無論、中には「古典文学が好きで古文の時間が待ち遠しい」とか「科学者になるのが夢で理科の時間がおもしろくて仕方ない」などというケースもないワケではないだろう。かく言う俺も、歴史や地理の時間は結構好きだし。
しかし、それを踏まえても大半の授業ってヤツはやっぱり退屈だと言うのが、ほとんどの学生の本音だろう。
エスケープは論外としても、高校生ともなれば、教師の目を盗んで、居眠りや内職、早勉、ケータイなどで時間を潰す人間は少なくないし、俺みたく一応板書だけは書き写しているものの、授業内容の大半は右から左という人間は、さらに多い。
ところが。
「みゅう……」
教師の授業内容に可愛らしい耳(ちゃんと人間のソレだぞ、念のため)を熱心に傾けつつ、懸命にノートを取っている珠希のような存在を間近で見せつけられると、テキトーに授業を聞き流すのは、自分が汚れた人間になったような気がして、どうにも居心地が悪い。
結果的に、俺もそれなりに真面目に授業を受けるハメになってるのは、良かったんだか悪かったんだか。

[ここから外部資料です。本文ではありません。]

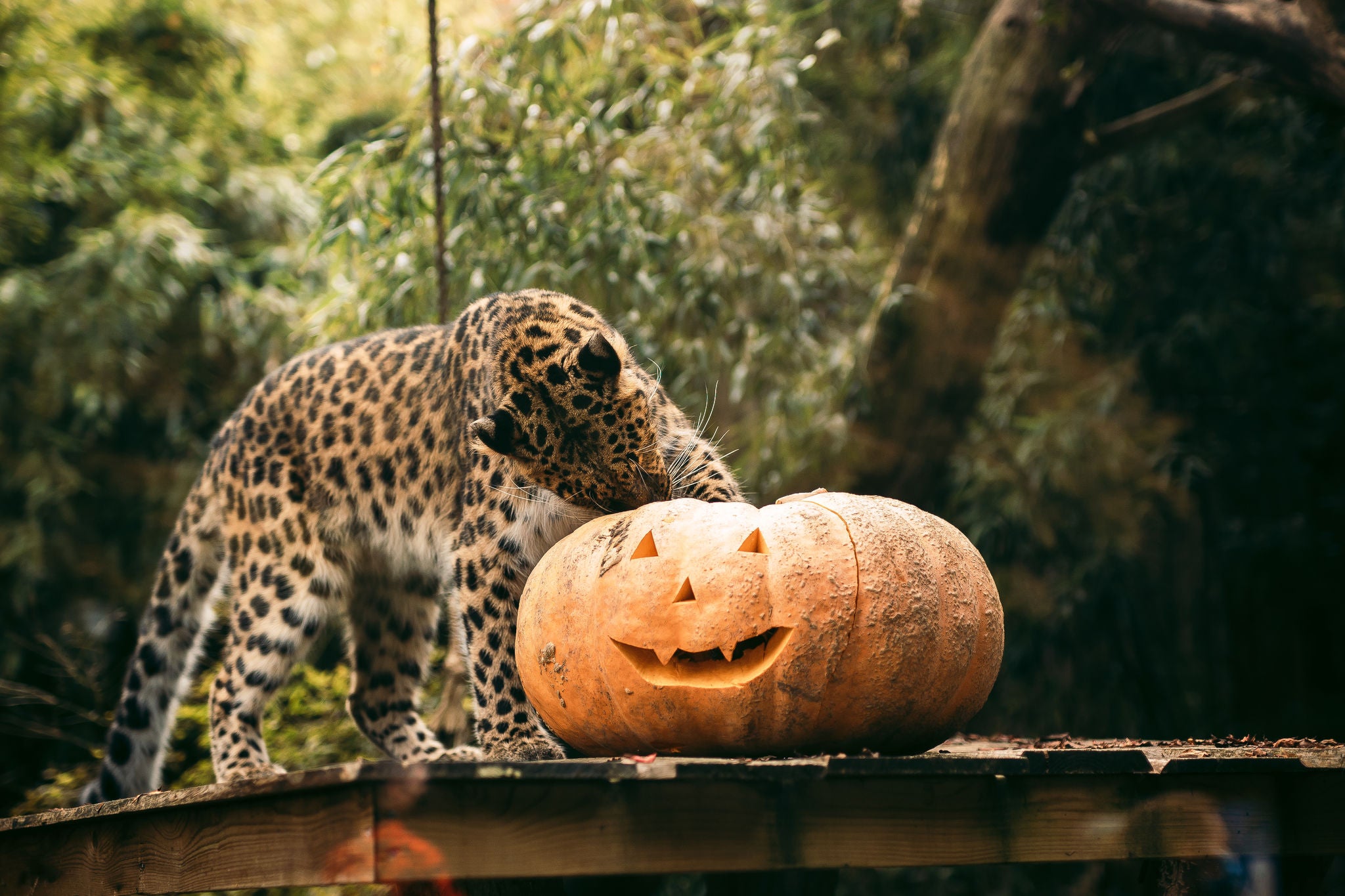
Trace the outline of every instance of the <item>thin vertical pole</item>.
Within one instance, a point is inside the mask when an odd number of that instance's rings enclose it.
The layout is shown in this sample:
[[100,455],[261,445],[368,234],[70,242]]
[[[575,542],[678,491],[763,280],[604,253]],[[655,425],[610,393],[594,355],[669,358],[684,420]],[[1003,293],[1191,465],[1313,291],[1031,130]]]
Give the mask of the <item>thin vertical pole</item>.
[[429,137],[434,156],[434,289],[438,322],[448,322],[448,270],[444,266],[444,128],[440,125],[438,13],[429,0]]

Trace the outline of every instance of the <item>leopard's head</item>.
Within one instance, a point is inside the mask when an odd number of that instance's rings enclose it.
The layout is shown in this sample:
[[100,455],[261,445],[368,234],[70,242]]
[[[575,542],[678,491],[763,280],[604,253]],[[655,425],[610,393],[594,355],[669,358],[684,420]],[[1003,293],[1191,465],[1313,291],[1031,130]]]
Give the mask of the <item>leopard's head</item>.
[[[600,320],[533,322],[496,352],[499,406],[471,424],[479,449],[600,513],[671,497],[651,386]],[[658,388],[654,386],[652,388]]]

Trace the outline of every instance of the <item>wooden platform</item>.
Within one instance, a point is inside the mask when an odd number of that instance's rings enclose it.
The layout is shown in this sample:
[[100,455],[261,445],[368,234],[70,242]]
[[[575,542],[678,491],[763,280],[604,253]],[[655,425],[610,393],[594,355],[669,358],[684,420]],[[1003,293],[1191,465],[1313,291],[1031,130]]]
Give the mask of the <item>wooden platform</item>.
[[0,893],[1345,854],[1345,748],[354,763],[0,821]]

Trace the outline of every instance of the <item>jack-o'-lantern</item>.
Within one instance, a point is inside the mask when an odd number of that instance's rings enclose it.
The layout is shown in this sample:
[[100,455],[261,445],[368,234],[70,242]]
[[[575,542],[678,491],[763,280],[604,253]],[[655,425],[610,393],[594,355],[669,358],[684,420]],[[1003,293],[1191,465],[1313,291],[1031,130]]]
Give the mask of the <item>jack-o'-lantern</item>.
[[553,547],[516,645],[533,705],[589,755],[909,752],[985,703],[1003,615],[966,536],[908,504],[683,498]]

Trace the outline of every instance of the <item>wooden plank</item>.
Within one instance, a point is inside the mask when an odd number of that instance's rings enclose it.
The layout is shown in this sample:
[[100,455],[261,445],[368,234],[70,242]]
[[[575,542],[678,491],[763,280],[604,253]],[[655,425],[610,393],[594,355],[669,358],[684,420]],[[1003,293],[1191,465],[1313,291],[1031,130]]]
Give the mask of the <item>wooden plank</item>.
[[1095,752],[355,763],[0,821],[0,893],[1345,854],[1333,763]]
[[0,893],[370,883],[373,822],[371,787],[346,785],[30,825],[0,838]]
[[[1314,779],[1307,785],[1309,779]],[[1340,774],[385,785],[379,880],[1345,853]],[[1293,814],[1293,823],[1282,822]],[[394,861],[395,860],[395,861]]]

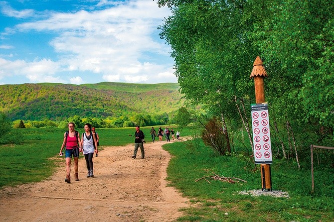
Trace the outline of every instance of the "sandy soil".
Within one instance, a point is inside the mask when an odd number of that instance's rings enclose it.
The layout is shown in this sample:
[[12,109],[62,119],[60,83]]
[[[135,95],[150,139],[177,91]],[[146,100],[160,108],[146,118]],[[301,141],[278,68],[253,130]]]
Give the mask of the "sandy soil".
[[79,181],[64,182],[63,167],[48,180],[0,191],[1,222],[171,222],[188,200],[167,187],[170,156],[161,145],[144,144],[145,159],[130,157],[134,144],[104,147],[93,158],[94,177],[86,178],[84,158],[79,162]]

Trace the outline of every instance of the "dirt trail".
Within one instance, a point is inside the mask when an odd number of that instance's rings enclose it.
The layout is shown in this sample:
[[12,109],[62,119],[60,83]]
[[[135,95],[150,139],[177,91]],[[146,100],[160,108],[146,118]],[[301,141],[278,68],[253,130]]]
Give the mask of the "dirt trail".
[[[134,145],[104,147],[93,158],[94,177],[86,177],[84,158],[79,181],[64,181],[65,160],[49,179],[0,191],[1,222],[171,222],[189,206],[173,188],[166,186],[170,156],[161,145],[144,144],[145,159],[132,159]],[[64,158],[64,157],[63,157]]]

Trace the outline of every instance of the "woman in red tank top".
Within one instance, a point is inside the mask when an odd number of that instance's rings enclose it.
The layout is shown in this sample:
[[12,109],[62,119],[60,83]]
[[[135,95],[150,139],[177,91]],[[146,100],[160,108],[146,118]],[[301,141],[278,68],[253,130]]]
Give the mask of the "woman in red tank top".
[[59,155],[63,155],[63,149],[66,146],[65,157],[66,161],[66,177],[65,179],[65,182],[71,183],[71,161],[72,160],[72,156],[73,156],[74,159],[74,177],[75,181],[79,180],[78,175],[78,169],[79,164],[78,161],[79,160],[79,153],[82,152],[81,150],[81,141],[79,137],[79,133],[77,131],[74,130],[75,124],[73,122],[70,122],[67,125],[68,126],[68,131],[64,133],[64,140],[63,144],[60,148]]

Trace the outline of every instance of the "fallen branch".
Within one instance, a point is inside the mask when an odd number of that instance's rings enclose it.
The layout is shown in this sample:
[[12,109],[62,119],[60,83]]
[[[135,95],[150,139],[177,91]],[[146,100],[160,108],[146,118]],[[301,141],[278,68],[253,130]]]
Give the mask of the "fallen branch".
[[[220,180],[220,181],[223,181],[223,182],[228,182],[230,184],[234,184],[235,182],[238,182],[239,181],[242,181],[242,182],[244,182],[245,183],[247,182],[246,181],[244,180],[242,180],[242,179],[239,179],[239,178],[236,178],[235,177],[224,177],[224,176],[221,177],[219,175],[217,175],[217,174],[215,174],[215,175],[213,175],[213,176],[208,176],[207,177],[202,177],[201,178],[199,178],[197,180],[196,180],[196,181],[195,182],[197,182],[197,181],[198,181],[200,180],[203,180],[203,179],[205,179],[206,181],[209,182],[206,179],[206,178],[211,178],[214,180]],[[209,183],[210,183],[210,182],[209,182]]]

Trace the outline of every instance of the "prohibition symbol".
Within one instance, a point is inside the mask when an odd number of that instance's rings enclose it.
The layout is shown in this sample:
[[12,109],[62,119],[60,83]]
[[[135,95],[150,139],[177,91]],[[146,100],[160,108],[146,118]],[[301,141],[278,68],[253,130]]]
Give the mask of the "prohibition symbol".
[[261,156],[262,156],[262,154],[261,154],[260,152],[256,152],[256,153],[255,153],[255,156],[257,158],[259,159],[260,158]]
[[270,148],[270,146],[269,146],[269,144],[268,143],[265,143],[263,144],[263,148],[265,149],[266,150],[268,150],[269,149],[269,148]]
[[270,153],[269,153],[269,152],[268,152],[268,151],[265,152],[263,154],[263,155],[266,158],[268,158],[270,157]]
[[254,133],[257,135],[260,133],[260,129],[259,129],[258,128],[255,128],[255,129],[254,129]]
[[261,113],[261,117],[262,118],[265,118],[267,117],[267,112],[262,112]]
[[260,122],[259,122],[258,120],[254,120],[253,122],[253,124],[255,126],[258,126],[259,125],[260,125]]
[[268,124],[268,121],[267,121],[267,119],[263,119],[261,121],[261,123],[262,124],[262,125],[266,126]]

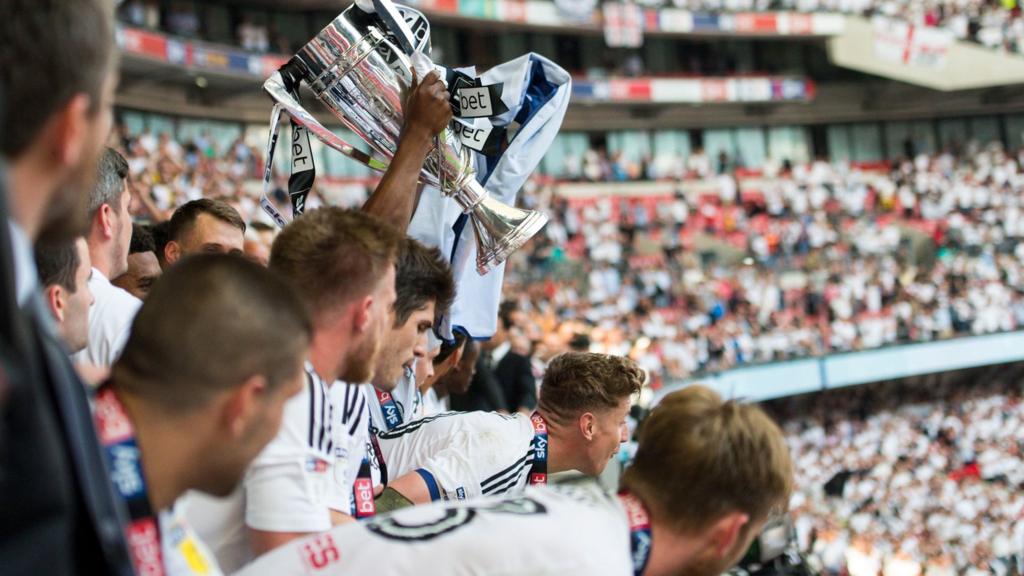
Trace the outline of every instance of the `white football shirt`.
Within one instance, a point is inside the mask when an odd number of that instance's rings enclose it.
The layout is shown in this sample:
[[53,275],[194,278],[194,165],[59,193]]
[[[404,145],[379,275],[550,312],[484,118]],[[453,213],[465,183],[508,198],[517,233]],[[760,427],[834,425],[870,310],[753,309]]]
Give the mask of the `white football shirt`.
[[526,486],[534,425],[523,414],[446,412],[377,434],[385,484],[418,471],[433,499],[463,500]]
[[[481,535],[486,535],[482,537]],[[338,526],[261,557],[239,576],[407,574],[632,576],[618,498],[591,483],[434,502]]]
[[328,494],[333,510],[355,516],[352,488],[364,459],[371,456],[371,405],[377,403],[370,384],[348,384],[341,380],[331,386],[335,406],[334,479]]
[[[373,400],[370,403],[370,414],[373,417],[374,427],[378,430],[388,430],[413,419],[420,409],[419,388],[416,387],[416,374],[409,368],[404,369],[398,383],[390,393],[380,393],[373,384],[367,386],[368,396]],[[391,403],[387,399],[391,399]]]
[[281,430],[249,466],[227,499],[189,496],[188,521],[221,568],[233,572],[253,559],[246,527],[266,532],[326,532],[334,479],[334,404],[308,362],[302,392],[285,404]]
[[160,512],[160,547],[167,576],[221,576],[220,566],[185,521],[181,506]]

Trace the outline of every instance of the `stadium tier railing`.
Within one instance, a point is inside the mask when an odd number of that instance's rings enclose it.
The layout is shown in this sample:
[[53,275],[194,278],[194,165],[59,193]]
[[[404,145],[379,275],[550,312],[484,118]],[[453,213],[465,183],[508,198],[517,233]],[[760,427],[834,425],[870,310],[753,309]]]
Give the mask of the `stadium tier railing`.
[[651,405],[698,382],[727,398],[762,401],[1020,361],[1024,330],[733,368],[669,382],[655,393]]

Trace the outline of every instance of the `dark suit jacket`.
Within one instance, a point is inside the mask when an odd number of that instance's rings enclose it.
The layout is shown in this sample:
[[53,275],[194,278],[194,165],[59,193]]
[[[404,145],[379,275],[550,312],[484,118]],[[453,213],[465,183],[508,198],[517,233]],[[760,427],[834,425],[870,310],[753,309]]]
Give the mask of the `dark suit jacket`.
[[[13,269],[0,174],[0,268]],[[24,312],[0,275],[0,573],[113,574],[134,570],[87,393],[63,344]]]
[[476,373],[473,374],[466,394],[452,393],[449,398],[452,410],[457,412],[508,410],[508,406],[505,405],[505,395],[495,379],[494,372],[487,366],[483,354],[476,359]]

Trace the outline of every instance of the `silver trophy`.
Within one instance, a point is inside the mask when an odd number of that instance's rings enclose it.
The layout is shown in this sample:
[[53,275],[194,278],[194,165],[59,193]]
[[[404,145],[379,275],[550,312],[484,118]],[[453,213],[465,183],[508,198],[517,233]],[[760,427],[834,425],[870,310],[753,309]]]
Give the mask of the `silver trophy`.
[[[404,7],[401,10],[407,20],[418,14]],[[415,34],[419,38],[414,47],[429,41],[429,30],[425,37],[422,30]],[[270,76],[263,89],[293,121],[325,145],[383,171],[398,148],[402,101],[413,82],[412,70],[409,56],[390,40],[380,20],[352,6]],[[297,97],[299,83],[306,84],[371,152],[348,143],[307,112]],[[473,153],[461,146],[451,128],[435,141],[420,181],[454,198],[469,214],[477,241],[476,270],[482,276],[540,232],[548,217],[490,198],[474,177]]]

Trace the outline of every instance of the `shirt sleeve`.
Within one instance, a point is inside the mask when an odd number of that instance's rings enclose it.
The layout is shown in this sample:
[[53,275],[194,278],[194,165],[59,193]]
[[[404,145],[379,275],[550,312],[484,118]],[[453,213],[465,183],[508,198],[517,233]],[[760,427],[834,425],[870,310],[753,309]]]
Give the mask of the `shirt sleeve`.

「かーーーっ! さすが彼女持ちは言うコトが違うねぇ」
ようやっと午前中の授業が終わり、一緒に昼飯を食うべく、俺達は弁当を持って中庭のカフェテラスへと向かっているトコロだ。
「意味がわからん。それより、哲朗、お前さんこそ授業中に大いびきかいて寝るのはやめれ。英語の高梨先生が泣きそうになってたぞ」
俺達みたくつきあいの長い人間から見れば、コイツは「頭はアレだが気のいい大男」なんだが、190センチ100キロオーバーの全身マッチョな角刈り男をよく知らない奴らが見ると、世紀末覇王の如き威圧感を感じるらしい。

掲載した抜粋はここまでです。